Patriots Cut Penalties, Gain Wins

The New England Patriots are winning games without scoring a lot of points. They are avoiding penalties, however, a trend Coach Raymond Berry would like to see continued.

Berry said yesterday that his team's avoidance of penalties and Miami's penchant for them were critical in the Patriots' 6-3 victory Sunday night that vastly improved New England's playoff chances.

"You could make a pretty good case that that's the difference in the game," Berry said.

The Dolphins were penalized nine times for 69 yards, while the Patriots were called for just two penalties that set them back 15 yards. Two Miami penalties, both called against free safety Jarvis Williams for unnecessary roughness, helped set up Jason Staurovsky's two field goals.

The first penalty came early in the second quarter after Reggie Dupard ran 14 yards to a first down at the Miami eight-yd. line. That moved the ball to the four and Staurovsky connected from 22 yards four plays later.


The second call against Williams came early in the third quarter with the score tied 3-3. Quarterback Doug Flutie scrambled 15 yards for a first down at the Miami 42 and the penalty put the ball at the 27. Eight plays later, Staurovsky kicked his game-winning 34-yarder.

Committing penalties "is dumb football," Berry said. "Let the other team play dumb football, and we will accept all donations."

The Patriots, 2-4 in their first six games, are 5-1 in the six games since then. At 7-5, they are tied with Cleveland in the race for the second AFC wildcard spot, although they have the edge because of a better conference record, the first tiebreaking criterion.

In the first six games, the Patriots committed 42 penalties and 23 turnovers.

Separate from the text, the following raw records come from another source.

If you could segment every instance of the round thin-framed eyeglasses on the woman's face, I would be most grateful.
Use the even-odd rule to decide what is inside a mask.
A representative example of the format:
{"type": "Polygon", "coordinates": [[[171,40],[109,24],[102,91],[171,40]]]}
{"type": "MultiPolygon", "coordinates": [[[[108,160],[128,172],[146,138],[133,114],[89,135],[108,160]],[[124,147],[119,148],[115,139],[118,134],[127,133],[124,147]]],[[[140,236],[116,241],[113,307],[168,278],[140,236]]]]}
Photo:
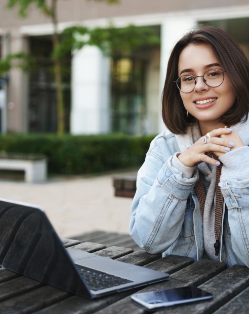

In the last six, they had 29 penalties and five turnovers.

The drop in penalties "definitely shows that they're concentrating on playing smart football," Berry said of his players. "It's one phase of the game that you really have a tremendous amount of control over."

New England also has controlled the ball with its running game, thus keeping the ball away from opponents and lessening the need to score.